Disaat gue sedih dan terpuruk merelakan perpisahan dengan Kak Dery disaat yang bersamaan Bang Jep kembali datang dengan senyumnya. Dengan bodohnya orang pertama yang gue liat pas gue putus adalah Bang Jep. Bodoh! Bisa-bisanya gue nelpon Bang Jep padahal gue punya dua kakak?!

Lambat laun, semua berjalan seperti seharusnya. Gue nggak lagi ngerasa begitu kehilangan sosok yang sempat menggantikan Bang Jep walau hanya sesaat.

"Kalau gak siap kehilangan jangan punya perasaan."

Sarkasme dari Bang Jep yang selalu mengingatkan gue tentang makna hidup. Salah satu makna hidup itu kehilangan. Siap nggak siap semuanya akan menghilang. Waktu silih berganti begitu juga hidup.

Gue jadi sadar betul kalau selama ini gue belum siap punya perasaan. Baru ditinggal bentar aja udah segini terpuruknya.

Lama kelamaan gue jadi sering cerita sama Bang Jep, malah lebih deket dari sebelumnya. Ternyata ada banyak sisi dari Bang Jep yang nggak gue tau selama ini.

Salah satunya adalah cita-citanya menjadi seorang perwira negara alias tentara. Impiannya yang satu itu sudah jelas-jelas ditentang oleh Om Dira tapi Bang Jep malah tetap mengejar mimpi itu secara diam-diam dengan gue disisinya yang selalu siap mensupport dan mendengar segala ceritanya.

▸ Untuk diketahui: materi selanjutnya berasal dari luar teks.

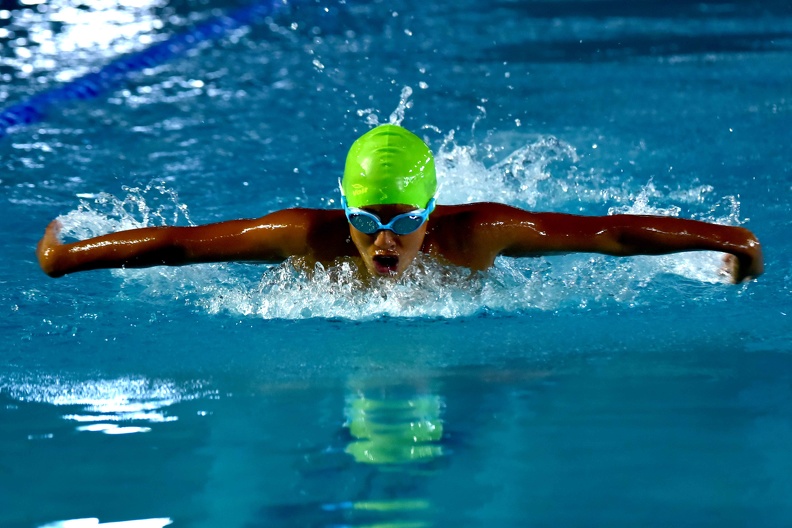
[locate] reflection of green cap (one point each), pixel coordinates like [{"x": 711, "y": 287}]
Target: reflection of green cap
[{"x": 389, "y": 165}]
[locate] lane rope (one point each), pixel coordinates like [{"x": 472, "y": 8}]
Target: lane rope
[{"x": 96, "y": 84}]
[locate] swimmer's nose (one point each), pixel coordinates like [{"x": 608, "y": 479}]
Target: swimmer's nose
[{"x": 385, "y": 239}]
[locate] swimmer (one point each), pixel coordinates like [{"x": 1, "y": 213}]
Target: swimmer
[{"x": 389, "y": 216}]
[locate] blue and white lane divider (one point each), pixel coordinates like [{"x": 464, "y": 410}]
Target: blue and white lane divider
[{"x": 115, "y": 74}]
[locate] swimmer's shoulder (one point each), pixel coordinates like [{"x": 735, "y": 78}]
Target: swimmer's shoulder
[
  {"x": 475, "y": 214},
  {"x": 325, "y": 232}
]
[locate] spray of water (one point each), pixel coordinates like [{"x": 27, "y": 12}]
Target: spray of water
[{"x": 541, "y": 173}]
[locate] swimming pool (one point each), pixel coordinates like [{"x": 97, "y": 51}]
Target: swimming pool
[{"x": 577, "y": 390}]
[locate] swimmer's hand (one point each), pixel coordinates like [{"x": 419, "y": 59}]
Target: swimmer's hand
[
  {"x": 745, "y": 266},
  {"x": 47, "y": 249}
]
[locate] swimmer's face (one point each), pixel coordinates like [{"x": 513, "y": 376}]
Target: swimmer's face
[{"x": 384, "y": 252}]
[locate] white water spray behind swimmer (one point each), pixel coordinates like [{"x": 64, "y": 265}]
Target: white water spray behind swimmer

Gue sempat menepi. Menjauh dari hingar binar seorang Jevano hanya untuk mencari tau apakah Bang Jep masih ada di hati gue atau nggak. Tapi ternyata niat gue untuk menepi tuh kayaknya gak direstui Tuhan deh. Entah bagaimana Bang Jep ngerecokin gue dengan masalahnya. Malem-malem gue di telfon, ya kaget lah. Ternyata dia curhat. Dia bingung mesti gimana. Habis berantem sama Om Dira soal keinginannya berhenti kuliah kedokteran dan memilih masuk ke militer.

Gue kasihan. Perasaan gue jadi tak menentu antara pengen maju tapi pengen mundur juga. Gue gak tega ninggalin dia sendiri. Dari nada ngomongnya aja gue bisa tebak dia sefrustasi itu.

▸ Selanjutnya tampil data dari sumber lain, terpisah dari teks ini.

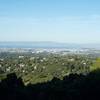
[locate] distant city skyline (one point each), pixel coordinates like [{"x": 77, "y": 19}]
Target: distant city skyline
[{"x": 67, "y": 21}]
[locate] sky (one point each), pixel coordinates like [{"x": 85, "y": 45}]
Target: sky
[{"x": 70, "y": 21}]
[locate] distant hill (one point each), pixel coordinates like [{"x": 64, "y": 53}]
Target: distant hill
[{"x": 46, "y": 44}]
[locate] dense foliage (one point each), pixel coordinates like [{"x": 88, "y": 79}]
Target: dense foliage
[{"x": 43, "y": 67}]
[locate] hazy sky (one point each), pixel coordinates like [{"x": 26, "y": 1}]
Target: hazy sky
[{"x": 71, "y": 21}]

Akhirnya gue putusin untuk tetap di samping dia tapi dengan catatan gue gak boleh berharap lebih. Gue berusaha menatap Bang Jep seperti gue menatap abang-abang yang lain. Walaupun gagal total.

Gue tuh ngerasa pengen aja terus bareng Bang Jep. Pengen bercerita panjang lebar, pengen denger keluh kesahnya, pokoknya pengen tahu apa aja yang terjadi dihidupnya selama 24/7.

Parahnya, gue gak ngerti Bang Jep kok ngelakuin hal-hal yang gue pengenin ya. Entah dia sadar atau gak.
He acted like he could read the contents of my mind and my heart. Kan gemes. Gue jadi berpikir yang iya-iya kan. Kala itu.

Singkat cerita, akhirnya Bang Jep lulus seleksi akmil. Tante Al ngabarin  nyokap gue. Ya gue juga sadar gue belum berhak tau informasi tentang Bang Jep secepat itu karena gue bukan prioritasnya.

Sehari sebelum Bang Jep pendidikan, dia ngajak ketemu. Padahal gue udah pengen nangis aja karena semaleman gue searching pendidikan di Akmil kayak apa.

Bang Jep udah excited banget. Gue bisa liat dari sorot matanya dia sebahagia itu bisa menggapai bintangnya. Gue kembali jadi orang yang diam-diam berdoa supaya Bang Jep baik-baik aja.

Satu pertanyaan terus memenuhi otak gue. What should I do? Wait for him or not?